Приезжаю. Сели за работу. Работалось легко — Мамонов был без авторского самолюбия, то есть человек редчайший. Нам кофий подали, все хорошо. Вдруг шум, поспешное движение, двери настежь. В дверях — жандармский офицер, глаза вразбежку: „Генерала Мезенцева зарезали!“ (Так и брякнул: „зарезали“.) Мы опрометью вон, к пролетке, она у подъезда стояла.
Я-то, главное, зачем? Мамонов понятно: он врач, он чин, за ним нарочный. А я? Черт знает, вихрь понес. В голове стучит: „Зарезали! В столице! Средь бела дня! Шефа жандармов!“
А по сторонам так и мелькает. Летим Фонтанкой, к углу Пантелеймоновской. Мамонов, откуда прыть, через две ступени, я — за ним; меня не спрашивают — то ли вселенский переполох, то ли за помощника принимают.
Большая, смотрю, зала. Полно публики. Мамонова в комнаты провели. Я перевел дух. Вижу, министры: военный — Милютин, лицо простое, умное, с твердым подбородком; юстиции — Набоков. Вижу, и Маков тут, товарищ министра внутренних дел, а может, уже и министром был, не скажу. Еще и еще — все первых классов. На лицах смятение. Пожалуй, один Милютин сдержан. Он сказал какому-то генералу: „Сатанинский план, хотят навести террор на всю администрацию“. А генерал пробасил: „Исключительные законы нужны, Дмитрий Алексеич. И солонее германских, да-с!“
Выходит Мамонов, медленно отирает руки полотенцем. Все к нему. „Пульс слаб, но кровотечение остановлено. Надежда, господа, есть. Но рана в область желудка, печень задета, так что… гм…“ И пожимает плечами.

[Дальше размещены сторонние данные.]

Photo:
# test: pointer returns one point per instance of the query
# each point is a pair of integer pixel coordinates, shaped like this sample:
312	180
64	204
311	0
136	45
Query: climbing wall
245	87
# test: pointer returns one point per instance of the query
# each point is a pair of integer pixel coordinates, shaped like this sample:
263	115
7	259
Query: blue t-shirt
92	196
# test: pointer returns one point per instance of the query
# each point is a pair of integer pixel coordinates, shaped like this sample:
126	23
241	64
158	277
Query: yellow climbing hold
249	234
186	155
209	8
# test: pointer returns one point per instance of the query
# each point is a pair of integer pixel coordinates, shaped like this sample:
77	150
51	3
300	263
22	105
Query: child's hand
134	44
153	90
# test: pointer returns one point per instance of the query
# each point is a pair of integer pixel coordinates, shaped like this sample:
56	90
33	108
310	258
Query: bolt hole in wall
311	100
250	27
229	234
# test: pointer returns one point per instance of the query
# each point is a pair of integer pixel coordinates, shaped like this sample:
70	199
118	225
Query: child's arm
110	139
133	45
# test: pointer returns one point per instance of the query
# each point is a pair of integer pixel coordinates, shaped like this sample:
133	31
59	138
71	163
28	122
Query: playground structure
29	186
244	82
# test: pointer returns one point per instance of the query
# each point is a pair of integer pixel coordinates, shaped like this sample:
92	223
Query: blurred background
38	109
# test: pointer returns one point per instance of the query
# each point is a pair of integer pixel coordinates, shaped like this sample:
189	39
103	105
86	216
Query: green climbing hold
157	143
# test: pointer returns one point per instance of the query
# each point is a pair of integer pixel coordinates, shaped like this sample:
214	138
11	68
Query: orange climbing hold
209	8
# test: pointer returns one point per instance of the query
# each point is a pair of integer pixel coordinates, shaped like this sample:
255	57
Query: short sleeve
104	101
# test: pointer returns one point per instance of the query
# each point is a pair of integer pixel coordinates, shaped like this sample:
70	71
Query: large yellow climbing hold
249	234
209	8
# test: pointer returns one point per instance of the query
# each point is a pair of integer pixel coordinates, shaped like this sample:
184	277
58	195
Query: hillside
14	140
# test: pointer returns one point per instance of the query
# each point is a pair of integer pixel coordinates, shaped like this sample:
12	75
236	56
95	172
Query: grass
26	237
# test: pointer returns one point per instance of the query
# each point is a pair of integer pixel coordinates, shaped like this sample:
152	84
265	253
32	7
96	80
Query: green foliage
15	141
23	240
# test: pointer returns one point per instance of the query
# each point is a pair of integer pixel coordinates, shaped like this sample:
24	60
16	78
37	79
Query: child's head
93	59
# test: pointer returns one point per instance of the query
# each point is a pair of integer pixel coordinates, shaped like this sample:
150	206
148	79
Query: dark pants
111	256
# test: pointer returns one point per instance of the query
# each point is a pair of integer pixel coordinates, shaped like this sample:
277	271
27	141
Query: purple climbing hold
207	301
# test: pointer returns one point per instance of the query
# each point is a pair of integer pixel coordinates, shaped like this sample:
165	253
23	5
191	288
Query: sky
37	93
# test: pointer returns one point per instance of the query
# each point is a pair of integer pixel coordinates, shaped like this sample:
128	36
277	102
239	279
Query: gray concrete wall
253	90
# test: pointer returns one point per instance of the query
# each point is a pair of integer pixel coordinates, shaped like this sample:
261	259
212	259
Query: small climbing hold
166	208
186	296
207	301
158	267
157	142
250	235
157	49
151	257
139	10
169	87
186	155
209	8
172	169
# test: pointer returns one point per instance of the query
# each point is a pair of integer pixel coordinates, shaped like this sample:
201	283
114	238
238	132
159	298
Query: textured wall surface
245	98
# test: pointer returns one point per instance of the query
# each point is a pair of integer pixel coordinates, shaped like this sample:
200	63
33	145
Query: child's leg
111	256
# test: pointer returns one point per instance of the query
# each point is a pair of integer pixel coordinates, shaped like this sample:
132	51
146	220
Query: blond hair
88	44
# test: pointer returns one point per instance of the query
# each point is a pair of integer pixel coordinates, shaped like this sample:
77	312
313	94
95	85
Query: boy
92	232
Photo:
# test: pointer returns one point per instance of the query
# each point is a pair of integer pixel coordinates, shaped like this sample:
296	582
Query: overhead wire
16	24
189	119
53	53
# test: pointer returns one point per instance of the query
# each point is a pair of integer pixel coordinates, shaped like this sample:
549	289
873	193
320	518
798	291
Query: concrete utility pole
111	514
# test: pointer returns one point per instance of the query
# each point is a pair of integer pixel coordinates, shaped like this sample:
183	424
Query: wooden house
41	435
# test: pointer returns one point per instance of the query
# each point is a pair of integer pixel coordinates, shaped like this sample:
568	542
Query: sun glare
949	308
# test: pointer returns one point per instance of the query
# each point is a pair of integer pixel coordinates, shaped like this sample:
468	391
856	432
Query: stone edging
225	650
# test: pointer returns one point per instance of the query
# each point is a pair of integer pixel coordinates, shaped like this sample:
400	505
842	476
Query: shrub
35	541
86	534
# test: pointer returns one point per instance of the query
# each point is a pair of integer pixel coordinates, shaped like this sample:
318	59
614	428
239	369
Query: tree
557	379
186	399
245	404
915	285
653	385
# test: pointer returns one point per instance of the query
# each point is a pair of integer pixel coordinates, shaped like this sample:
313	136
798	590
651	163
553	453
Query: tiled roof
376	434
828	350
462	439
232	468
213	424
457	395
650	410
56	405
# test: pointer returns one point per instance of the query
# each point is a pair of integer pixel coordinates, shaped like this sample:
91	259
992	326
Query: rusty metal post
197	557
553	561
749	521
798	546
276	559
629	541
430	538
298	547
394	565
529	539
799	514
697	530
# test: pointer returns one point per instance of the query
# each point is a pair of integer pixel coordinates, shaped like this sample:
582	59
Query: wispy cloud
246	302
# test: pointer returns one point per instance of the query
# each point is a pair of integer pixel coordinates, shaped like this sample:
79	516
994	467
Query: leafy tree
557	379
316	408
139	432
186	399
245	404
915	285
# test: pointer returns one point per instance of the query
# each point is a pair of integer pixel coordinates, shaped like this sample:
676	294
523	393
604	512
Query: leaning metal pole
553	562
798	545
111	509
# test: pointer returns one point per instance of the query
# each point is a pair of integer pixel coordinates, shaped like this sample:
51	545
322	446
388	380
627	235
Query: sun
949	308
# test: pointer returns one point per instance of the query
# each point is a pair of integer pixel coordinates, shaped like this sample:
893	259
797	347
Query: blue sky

Опять все заговорили, задвигались, разбиваясь кучками и смешиваясь. Публику больше занимали обстоятельства покушения, чем жертва.
Мезенцев, оказывается, имел в обыкновении утрешние прогулки. Обыкновение приятное, и с государем сходство. Компаньоном ему был какой-то полковник или подполковник. Этот в штатском, с зонтиком — настоящий петербуржец: на дворе вёдро, а он не верит и берет зонтик… Идут, значит, рядом. Мезенцев вспоминает, как четверть века назад он на Черной речке, в Крыму, сражался. Михайловскую площадь почти миновали, вот и Большая Итальянская, это там, знаете, очень хорошая кондитерская была, в доме Кочкурова. Тут-то и осаживает пролетка, запряженная вороным жеребцом. А из пролетки — двое; один, косая сажень, ринулся с кинжалом. Грудь с грудью, не из-за угла, нет. А другой стрелял в полковника, а тот на него с зонтиком. Миг — опять в пролетку, и-и, ух, молнией.